Before Siddhartha Mukherjee goes into the three laws of medicine he describes the origin of his search for the laws. It is a compelling read. Some of the truths he uncovers in these early pages are especially compelling. How about this gem from the Authors Note: 

 “It’s easy to make perfect decisions with perfect information. Medicine asks you to make perfect decisions with imperfect information.”

This is what makes doctoring so difficult. Even when the stakes are highest and lives are on the line we must make decisions with imperfect information. It is this stress that leads doctors to “overuse” radiology and laboratory services. We are always trying to perfect our information in the hope it will make our decisions “perfect.”

In describing how he started his search for the laws of medicine he tells the story of starting a medicine residency “in Boston.” He had a q3 call schedule. I had no idea those still existed in internal medicine in 1999. But I guess things move slowly in Boston. He does a wonderful job of describing the numbness that can come from a grueling residency,

”I ran through a park by night, and through friends by day” 

His saving grace and only companion was a book by Lewis Thomas. Thomas was a medical resident in the 1930’s and described his experience of medicine in a slim paperback collection of essays titled, The Youngest Science.  

Mukherjee describes medicine in the 30’s as emerging from a dark ages of quack cures that was followed by a period of therapeutic nihilism where the quackery was halted and physicians were limited to just documenting, classifying, and describing illness. In the 30’s physicians began to interpret the carefully collected observations and develop new therapies. 

Mukherjee became drive to answer a seemingly simple question,  

Is medicine a science? 

Obviously, it was scientific in that it used techniques that were derived from phenomenally sophisticated science. But for medicine to be a science it had to have its own laws, independent from biology and pharmacology. If Medicine is a science it had to have laws, and so what are they? In his own words,

But does the “youngest science” have laws? It seems like an odd preoccupation now, but I spent much of my medical residency seeking the laws of medicine. The criteria were simple: a “law” had to distill some universal guiding principle of medicine into a statement of truth.
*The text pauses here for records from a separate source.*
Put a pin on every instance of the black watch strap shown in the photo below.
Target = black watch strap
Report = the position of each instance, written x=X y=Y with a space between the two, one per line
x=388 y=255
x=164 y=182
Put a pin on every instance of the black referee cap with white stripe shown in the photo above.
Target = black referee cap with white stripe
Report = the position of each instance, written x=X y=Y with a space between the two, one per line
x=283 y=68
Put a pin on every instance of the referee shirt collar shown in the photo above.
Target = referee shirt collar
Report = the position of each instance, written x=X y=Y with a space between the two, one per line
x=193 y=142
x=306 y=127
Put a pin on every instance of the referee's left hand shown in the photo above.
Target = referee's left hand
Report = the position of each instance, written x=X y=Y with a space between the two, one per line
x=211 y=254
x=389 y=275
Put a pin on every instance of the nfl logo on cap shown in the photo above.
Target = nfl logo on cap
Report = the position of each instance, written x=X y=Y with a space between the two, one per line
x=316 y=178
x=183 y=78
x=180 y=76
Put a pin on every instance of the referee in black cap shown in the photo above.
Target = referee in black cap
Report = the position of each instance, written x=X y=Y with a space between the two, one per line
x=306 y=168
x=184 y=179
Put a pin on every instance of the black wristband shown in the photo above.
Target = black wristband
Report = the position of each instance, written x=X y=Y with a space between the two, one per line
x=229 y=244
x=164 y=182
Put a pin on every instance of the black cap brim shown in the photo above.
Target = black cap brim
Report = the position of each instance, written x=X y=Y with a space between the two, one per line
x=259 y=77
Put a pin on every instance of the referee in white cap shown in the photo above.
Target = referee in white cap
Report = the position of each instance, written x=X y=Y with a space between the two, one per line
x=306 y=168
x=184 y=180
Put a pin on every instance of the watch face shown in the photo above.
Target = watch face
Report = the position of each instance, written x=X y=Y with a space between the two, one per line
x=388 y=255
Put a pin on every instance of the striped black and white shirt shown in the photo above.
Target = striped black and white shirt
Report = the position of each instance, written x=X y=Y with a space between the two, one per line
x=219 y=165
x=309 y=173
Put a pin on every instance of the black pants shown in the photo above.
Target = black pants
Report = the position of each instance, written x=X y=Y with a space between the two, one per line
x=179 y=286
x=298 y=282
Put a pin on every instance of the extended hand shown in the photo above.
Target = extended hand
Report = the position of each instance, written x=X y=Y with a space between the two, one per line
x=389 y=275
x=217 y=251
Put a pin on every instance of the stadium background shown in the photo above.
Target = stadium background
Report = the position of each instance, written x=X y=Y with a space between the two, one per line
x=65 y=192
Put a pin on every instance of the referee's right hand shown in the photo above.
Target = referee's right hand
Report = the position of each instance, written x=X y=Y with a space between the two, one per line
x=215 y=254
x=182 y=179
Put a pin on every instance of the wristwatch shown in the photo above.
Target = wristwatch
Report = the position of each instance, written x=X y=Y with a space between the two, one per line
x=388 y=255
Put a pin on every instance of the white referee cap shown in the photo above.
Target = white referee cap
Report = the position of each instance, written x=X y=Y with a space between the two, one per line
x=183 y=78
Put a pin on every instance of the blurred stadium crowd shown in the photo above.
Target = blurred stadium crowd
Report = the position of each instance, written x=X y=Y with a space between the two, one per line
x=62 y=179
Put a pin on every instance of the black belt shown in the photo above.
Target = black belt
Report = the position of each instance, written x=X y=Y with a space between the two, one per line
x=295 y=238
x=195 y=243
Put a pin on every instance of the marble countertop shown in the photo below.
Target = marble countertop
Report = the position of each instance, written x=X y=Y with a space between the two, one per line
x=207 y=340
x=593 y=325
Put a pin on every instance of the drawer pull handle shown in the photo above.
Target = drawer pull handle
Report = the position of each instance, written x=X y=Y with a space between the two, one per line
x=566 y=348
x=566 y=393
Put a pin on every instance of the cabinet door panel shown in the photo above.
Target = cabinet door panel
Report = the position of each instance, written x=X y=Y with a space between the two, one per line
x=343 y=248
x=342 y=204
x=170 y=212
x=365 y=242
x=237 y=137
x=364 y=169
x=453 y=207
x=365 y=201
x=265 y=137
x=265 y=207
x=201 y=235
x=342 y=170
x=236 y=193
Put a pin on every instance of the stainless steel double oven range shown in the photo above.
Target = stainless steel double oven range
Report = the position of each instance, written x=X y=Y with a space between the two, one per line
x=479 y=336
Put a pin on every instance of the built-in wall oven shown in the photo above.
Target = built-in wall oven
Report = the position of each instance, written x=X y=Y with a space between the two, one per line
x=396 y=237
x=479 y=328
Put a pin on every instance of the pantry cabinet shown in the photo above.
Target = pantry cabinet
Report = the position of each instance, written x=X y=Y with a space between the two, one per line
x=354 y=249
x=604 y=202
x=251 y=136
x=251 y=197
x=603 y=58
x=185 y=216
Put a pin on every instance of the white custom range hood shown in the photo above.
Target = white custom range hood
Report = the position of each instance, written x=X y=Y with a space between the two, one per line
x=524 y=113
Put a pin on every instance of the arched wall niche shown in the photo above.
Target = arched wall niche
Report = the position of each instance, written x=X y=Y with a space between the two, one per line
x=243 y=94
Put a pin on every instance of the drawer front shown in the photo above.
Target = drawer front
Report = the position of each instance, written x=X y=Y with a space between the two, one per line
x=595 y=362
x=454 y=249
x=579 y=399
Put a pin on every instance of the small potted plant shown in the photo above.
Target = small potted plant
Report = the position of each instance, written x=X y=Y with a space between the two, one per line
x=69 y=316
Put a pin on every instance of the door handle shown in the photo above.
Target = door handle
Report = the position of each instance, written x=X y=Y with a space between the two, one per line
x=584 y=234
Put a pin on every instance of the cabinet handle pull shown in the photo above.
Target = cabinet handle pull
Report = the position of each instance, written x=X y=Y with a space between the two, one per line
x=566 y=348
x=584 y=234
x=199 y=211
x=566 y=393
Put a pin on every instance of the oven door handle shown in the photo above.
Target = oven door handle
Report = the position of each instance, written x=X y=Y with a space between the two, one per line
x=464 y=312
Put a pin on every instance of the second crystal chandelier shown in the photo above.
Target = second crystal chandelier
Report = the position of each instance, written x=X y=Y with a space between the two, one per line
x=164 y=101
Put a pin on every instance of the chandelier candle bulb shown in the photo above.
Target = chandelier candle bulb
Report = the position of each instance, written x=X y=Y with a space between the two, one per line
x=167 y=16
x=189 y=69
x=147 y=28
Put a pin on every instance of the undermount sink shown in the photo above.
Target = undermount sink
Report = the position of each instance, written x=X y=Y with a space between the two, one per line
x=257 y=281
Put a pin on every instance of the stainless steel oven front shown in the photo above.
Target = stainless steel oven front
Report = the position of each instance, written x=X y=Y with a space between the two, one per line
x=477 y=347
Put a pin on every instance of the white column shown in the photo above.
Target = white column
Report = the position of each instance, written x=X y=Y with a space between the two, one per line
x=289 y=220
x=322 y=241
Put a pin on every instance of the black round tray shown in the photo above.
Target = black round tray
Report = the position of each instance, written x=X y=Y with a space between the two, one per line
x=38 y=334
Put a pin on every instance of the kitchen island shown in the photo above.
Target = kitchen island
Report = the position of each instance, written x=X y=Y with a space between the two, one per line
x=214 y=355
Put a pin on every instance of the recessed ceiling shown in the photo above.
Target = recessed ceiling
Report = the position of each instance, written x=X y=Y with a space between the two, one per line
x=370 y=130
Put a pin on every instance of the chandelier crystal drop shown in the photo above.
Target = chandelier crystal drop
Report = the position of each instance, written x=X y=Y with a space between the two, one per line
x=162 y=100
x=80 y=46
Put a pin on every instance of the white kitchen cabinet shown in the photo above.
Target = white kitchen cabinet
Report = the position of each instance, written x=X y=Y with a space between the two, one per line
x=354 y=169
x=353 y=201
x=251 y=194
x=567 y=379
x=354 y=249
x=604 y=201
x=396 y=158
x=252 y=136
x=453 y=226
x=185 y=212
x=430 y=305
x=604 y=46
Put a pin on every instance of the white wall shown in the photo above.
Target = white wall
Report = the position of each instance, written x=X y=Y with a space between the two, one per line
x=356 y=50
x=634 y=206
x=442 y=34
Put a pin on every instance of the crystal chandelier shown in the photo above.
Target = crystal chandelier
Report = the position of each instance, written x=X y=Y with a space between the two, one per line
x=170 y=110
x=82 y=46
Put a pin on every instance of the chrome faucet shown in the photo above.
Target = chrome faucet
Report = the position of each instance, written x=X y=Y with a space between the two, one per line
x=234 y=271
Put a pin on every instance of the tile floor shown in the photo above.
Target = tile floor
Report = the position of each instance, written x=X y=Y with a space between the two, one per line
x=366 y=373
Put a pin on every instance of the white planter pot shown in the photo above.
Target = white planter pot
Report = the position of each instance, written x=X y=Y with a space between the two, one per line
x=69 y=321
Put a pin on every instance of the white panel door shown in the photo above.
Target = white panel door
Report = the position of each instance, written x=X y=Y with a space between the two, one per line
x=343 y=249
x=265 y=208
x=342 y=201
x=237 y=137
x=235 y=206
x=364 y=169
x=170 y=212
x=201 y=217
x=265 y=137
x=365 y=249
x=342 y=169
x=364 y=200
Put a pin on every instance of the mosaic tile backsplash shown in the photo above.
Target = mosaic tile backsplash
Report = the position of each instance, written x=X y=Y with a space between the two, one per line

The law could not be borrowed from biology or chemistry; it had to be specific to the practice of medicine...

...My search for the laws was not an attempt to codify or reduce the discipline into grand universals. Rather, I imagined them as guiding rules that a young doctor might teach himself as he navigates a profession that seems, at first glance, overwhelmingly unnavigable. 

This introduction is beautifully written, full of fascinating stories and successfully reminds the reader how young the science of medicine is. We literally have patients in the hospital who are older than the science of medicine. 
This introduction also brilliantly sets up the remainder of the book. I have played this introduction to the resident teams I lead and they both relate and are intrigued.